L’équilibre

L’équilibre de Henri Girard

198 pages,
Tarif promotionnel jusqu’au 28 janvier, date de sortie du livre en librairie

eBook 8,99 €

4e de couverture

Dans ce recueil rôdent la mélancolie, le doute, l’absurde, la dérision. On s’y laisse promener en équilibre sur un fil. L’auteur en bon funambule tient fermement le balancier entre ses mains. Ses nouvelles frôlent souvent le non-sens, mais ne manquent pas pour autant de sens profond. 

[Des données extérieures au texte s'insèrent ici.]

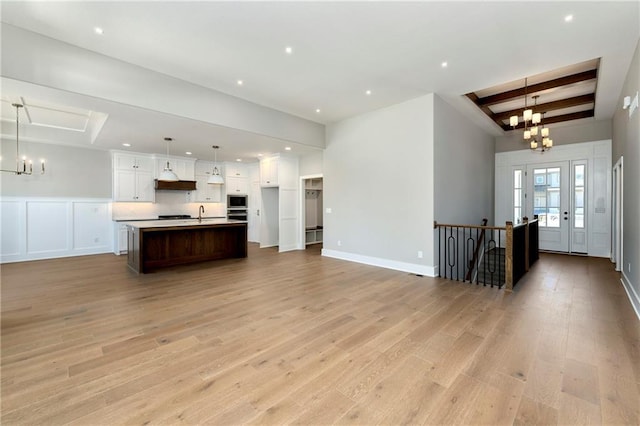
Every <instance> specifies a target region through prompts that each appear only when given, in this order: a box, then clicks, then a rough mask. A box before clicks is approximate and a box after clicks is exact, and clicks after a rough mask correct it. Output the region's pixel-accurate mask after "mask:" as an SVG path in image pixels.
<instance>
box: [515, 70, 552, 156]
mask: <svg viewBox="0 0 640 426" xmlns="http://www.w3.org/2000/svg"><path fill="white" fill-rule="evenodd" d="M539 97H540V96H539V95H534V96H532V98H533V101H534V106H533V108H529V109H528V108H527V79H526V78H525V79H524V111H523V112H522V121H523V122H524V133H523V137H524V140H525V141H526V142H527V143H528V144H529V148H531V150H532V151H535V150H536V149H538V148H540V151H541V152H545V151H548V150H550V149H551V148H552V147H553V140H552V139H551V138H549V128H548V127H544V125H543V124H542V116H543V113H540V112H534V110H535V109H537V108H536V107H537V106H538V98H539ZM519 122H520V118H519V117H518V116H517V115H512V116H511V117H509V124H510V125H511V126H512V127H513V128H514V129H515V128H516V126H518V123H519Z"/></svg>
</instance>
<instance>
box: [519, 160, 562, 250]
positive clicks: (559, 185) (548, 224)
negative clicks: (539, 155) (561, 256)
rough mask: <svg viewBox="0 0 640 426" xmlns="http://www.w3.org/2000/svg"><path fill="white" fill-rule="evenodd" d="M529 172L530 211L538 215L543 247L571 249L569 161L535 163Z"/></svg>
mask: <svg viewBox="0 0 640 426" xmlns="http://www.w3.org/2000/svg"><path fill="white" fill-rule="evenodd" d="M527 175H528V176H529V188H531V189H532V190H530V191H529V194H531V196H529V197H528V200H529V202H528V211H529V212H531V214H533V215H538V226H539V244H540V249H541V250H550V251H558V252H569V230H570V227H571V223H572V221H570V220H569V219H570V216H571V215H570V209H569V207H570V202H569V192H570V186H571V185H570V181H569V179H570V178H569V176H570V173H569V162H568V161H561V162H554V163H541V164H532V165H529V166H528V168H527Z"/></svg>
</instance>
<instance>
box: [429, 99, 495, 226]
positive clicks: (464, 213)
mask: <svg viewBox="0 0 640 426" xmlns="http://www.w3.org/2000/svg"><path fill="white" fill-rule="evenodd" d="M434 114H435V116H434V123H435V129H434V130H435V133H434V140H435V147H434V155H435V188H434V193H435V219H436V220H437V221H438V222H440V223H452V224H474V225H479V224H480V222H481V220H482V219H483V218H487V219H489V221H490V222H489V223H491V221H492V220H493V205H494V203H493V198H494V188H493V182H494V179H493V175H494V159H495V144H494V139H493V137H492V136H491V135H488V134H487V133H485V132H484V131H483V130H482V129H481V128H480V127H478V126H476V125H475V124H473V123H472V122H470V121H468V120H467V119H466V118H465V117H464V116H462V115H461V114H460V113H459V112H458V111H457V110H455V109H454V108H452V107H451V106H450V105H449V104H447V103H446V102H445V101H443V100H442V99H441V98H440V97H438V96H436V97H435V108H434ZM501 225H504V224H501ZM501 225H499V224H496V226H501Z"/></svg>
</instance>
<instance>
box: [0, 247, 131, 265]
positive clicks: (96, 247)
mask: <svg viewBox="0 0 640 426" xmlns="http://www.w3.org/2000/svg"><path fill="white" fill-rule="evenodd" d="M104 253H111V254H114V253H113V249H112V248H111V247H109V246H102V247H96V248H90V249H76V250H74V249H70V250H59V251H55V252H43V253H30V254H20V255H3V256H0V263H15V262H29V261H32V260H44V259H58V258H61V257H74V256H89V255H93V254H104ZM125 255H126V253H125Z"/></svg>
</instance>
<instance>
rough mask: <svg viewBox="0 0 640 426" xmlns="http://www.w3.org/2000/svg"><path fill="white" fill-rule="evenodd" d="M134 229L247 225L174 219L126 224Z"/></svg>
mask: <svg viewBox="0 0 640 426" xmlns="http://www.w3.org/2000/svg"><path fill="white" fill-rule="evenodd" d="M124 223H125V224H126V225H129V226H131V227H134V228H173V227H176V226H202V225H229V224H234V223H247V221H246V220H228V219H226V218H216V219H202V221H198V219H197V218H195V219H172V220H137V221H133V222H124Z"/></svg>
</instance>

L’humour, à peine esquissé ou franchement décapant, surgit toujours à point nommé et nous empêche de basculer dans la morosité.

Les plus de ce recueil de 20 nouvelles

• De l’humour 
• De l’impertinence
• De la belle écriture 

Interview

Qu’est-ce qui vous pousse à écrire ?
J’écris pour tenter de donner vie aux mots que je ne sais pas dire.

Pourquoi avoir écrit ce livre ?
Par défi personnel, n’ayant jamais auparavant écrit de recueil de nouvelles.

Comment vous en est venue l’idée ?
Par hasard, en retrouvant dans un des tiroirs de mon ordinateur des textes oubliés, plus ou moins ébauchés, émaillés de notes éparses. Ils m’inspirèrent. Ce fut un déclic. Ils correspondaient à des sujets et thèmes qui me touchaient intimement, à mon envie d’évasion hors des entiers battus, à mon humeur vagabonde. Je les repris, les triturai, les ravaudai, les bonifiai. Je parachevai cet étrange puzzle avec de nouvelles pièces qui s’inséraient pile-poil parmi les autres. Vive le hasard !

Premières pages

Naufrage

« À l’instant où j’écris, il y a dans la nuit, quelqu’un qui disparaît dans quelqu’un qui jouit. »

Phrase absolue, pense-t-il, et qui m’a condamné à la stérilité, à la page désespérément blanche. Cinq ans déjà qu’il l’a écrite. Sur une simple feuille volante, au stylo. C’était une nuit. Une nuit de solitude, d’insomnie. Il s’était relevé, s’était assis à son bureau. Les premiers mots avaient jailli. « À l’instant ou j’écris, il y a dans la nuit. » Un alexandrin. Pur hasard. Immédiatement les autres : « Quelqu’un qui disparaît dans quelqu’un qui jouit. » Encore douze pieds si l’on opte pour la diérèse et prononce « jou-it ». Hasard toujours. Pour la rime, c’est comme c’est. Nuit pour jouit. Il faut faire avec parce qu’impossible d’y changer quoi que ce soit. Mais surtout, plus rien après. Aridité absolue. Plus d’inspiration.

Aujourd’hui : texte intouchable, indestructible, gravé dans sa tête. De temps à autre il tombe dessus, le relit. Décidément, tout est dit qui le concerne. Rien à rajouter. Mais ce sentiment de frustration et d’impuissance. Cinq ans. Cinq ans qu’il est bloqué. Incapacité absolue d’écrire. La suite ou autre chose. Non, rien. Même pas une lettre à sa mère. Parfois il pense que « sa phrase » est trop belle pour lui. À lui inaccessible. Cette nuit-là, son inspiration avait tutoyé la perfection, la concision, la vérité, l’exactitude, l’indicible. Les mots avaient afflué. Chacun au bon moment, au bon endroit. En quelques secondes, son œuvre était achevée. Définitive. Vertigineuse. Ses deux lignes valaient des milliards de pages.

Comprendre ? Comprendre pourquoi. Bien sûr. Il a essayé. Il essaie encore. Il croit qu’il a trouvé. Enfin, qu’il a des pistes. Mais tout ceci ne change rien. Il ne peut plus écrire. Il a fini. Il est fini. Il est mort. Tué par sa phrase. Anéanti par ses propres mots. Oui, la mort. C’est ce qu’il reste quand on ne peut plus rien écrire.

Cela pourra paraître incroyable, mais il a été tenté de faire publier sa phrase. 

Un « livre » dont le titre aurait été À l’instant où j’écris, il y a dans la nuit, quelqu’un qui disparaît dans quelqu’un qui jouit

Et le texte : « À l’instant où j’écris, il y a dans la nuit, quelqu’un qui disparaît dans quelqu’un qui jouit. » Peut-être suivi de points de suspension.